With the sound of warnings from the European Commission ringing in Alistair Darling’s ears that his plans to halve the UK’s £178 billion deficit in four years “lacks ambition”, just what should be announced in Wednesday’s Budget?

What is likely is that it won’t contain as much detail as many, including UK business leaders and the EU, would like. None of the main parties has yet produced a detailed and credible plan for deficit reduction and it’s unlikely that one will appear before the election.

So with it being doubtful that Mr Darling will unveil new ‘efficiencies’ on March 24, he’ll probably confine himself to looking at how the existing planned cuts will be achieved while simultaneously not scaring undecided voters, British industry and public sector employees away from the polling stations.

Here are a few opportunities within our sector…

  • Given that he has just realised an £8bn ‘benefit’ from lower employment (this months figures), will this make him think harder about the benefits of sustaining construction activity?  Areas to prioritise/protect in the Public Sector are likely to include house building and improving educational facilities together with key infrastructure schemes.
  • Thinking further about the economic gains to be made from reducing unemployment, what could the Chancellor do to help local authorities stimulate growth, economic activity and regeneration?  Allowing tax increases to be ring fenced and used locally (aka TIF or Accelerated Development Zones) would be welcomed as well as an extension of the Public Land Initiative.
  • The stamp duty holiday was very well received, and could potentially be extended – but by how far and at what threshold?  Reinstating this for first time buyers and raising the threshold to, say, £250k would be a popular measure, and if it helps to unlock stalled housebuilding schemes it could well be a price worth paying.
  • And what about sustainability?  What we don’t want is a repeat of the VAT giveaway – a measure that achieved very little in reality.  Just think what the £6bn+ could have achieved in terms of ‘pump priming’ R&D in renewables/sustainability in the built environment.
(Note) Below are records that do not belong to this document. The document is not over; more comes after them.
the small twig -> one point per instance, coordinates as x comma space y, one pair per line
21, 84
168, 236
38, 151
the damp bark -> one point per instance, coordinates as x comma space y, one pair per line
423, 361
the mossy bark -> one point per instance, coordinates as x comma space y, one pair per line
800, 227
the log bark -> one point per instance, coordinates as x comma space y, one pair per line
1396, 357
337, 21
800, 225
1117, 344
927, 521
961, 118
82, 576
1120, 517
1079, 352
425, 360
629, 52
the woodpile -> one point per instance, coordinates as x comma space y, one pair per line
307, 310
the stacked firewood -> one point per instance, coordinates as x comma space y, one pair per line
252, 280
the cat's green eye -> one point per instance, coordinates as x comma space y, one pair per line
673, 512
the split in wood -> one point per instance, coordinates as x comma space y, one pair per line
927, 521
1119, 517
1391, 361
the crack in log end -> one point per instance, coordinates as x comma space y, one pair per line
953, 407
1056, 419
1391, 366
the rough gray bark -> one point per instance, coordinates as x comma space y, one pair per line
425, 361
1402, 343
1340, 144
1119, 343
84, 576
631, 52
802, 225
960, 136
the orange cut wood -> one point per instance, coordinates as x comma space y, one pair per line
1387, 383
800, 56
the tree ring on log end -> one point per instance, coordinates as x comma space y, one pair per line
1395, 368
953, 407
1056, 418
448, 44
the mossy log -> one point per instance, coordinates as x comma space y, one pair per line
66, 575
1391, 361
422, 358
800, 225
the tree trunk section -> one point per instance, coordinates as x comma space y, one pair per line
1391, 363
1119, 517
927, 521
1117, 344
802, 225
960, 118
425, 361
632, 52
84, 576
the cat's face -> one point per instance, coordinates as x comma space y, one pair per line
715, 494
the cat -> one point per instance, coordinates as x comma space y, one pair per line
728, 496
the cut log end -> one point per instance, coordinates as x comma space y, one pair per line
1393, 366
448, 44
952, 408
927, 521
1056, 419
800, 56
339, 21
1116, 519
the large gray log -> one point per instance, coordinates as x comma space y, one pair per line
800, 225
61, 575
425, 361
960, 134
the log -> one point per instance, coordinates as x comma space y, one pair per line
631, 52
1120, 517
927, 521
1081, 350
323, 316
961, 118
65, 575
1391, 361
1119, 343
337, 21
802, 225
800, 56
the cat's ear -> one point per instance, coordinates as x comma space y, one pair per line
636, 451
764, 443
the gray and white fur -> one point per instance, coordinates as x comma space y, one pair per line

As Paul Morrell is saying, this should be a top priority, with particular focus on incentives for the retrofit market.
  • One idea could be to reduce VAT to zero on all construction associated with environmental sustainability and affordable warmth measures.  Why not go even further and combine it with reducing VAT on improvements to existing properties to help soften the blow of reduced pockets all round?  This could have a marked impact on workload for SME’s and local / regional contractors.

One thing is for sure – there is an immediate need to invest in infrastructure.  Treasury sources have already indicated that one of the key measures in the Budget – aimed at stimulating economic growth – will be a £2 billion fund to encourage corporate investment in “green” projects, from high speed rail to offshore wind farms.

We will just have to wait and see what Mr Darling has to say on the 24th

Graham Kean is head of public at consultants EC Harris LLP.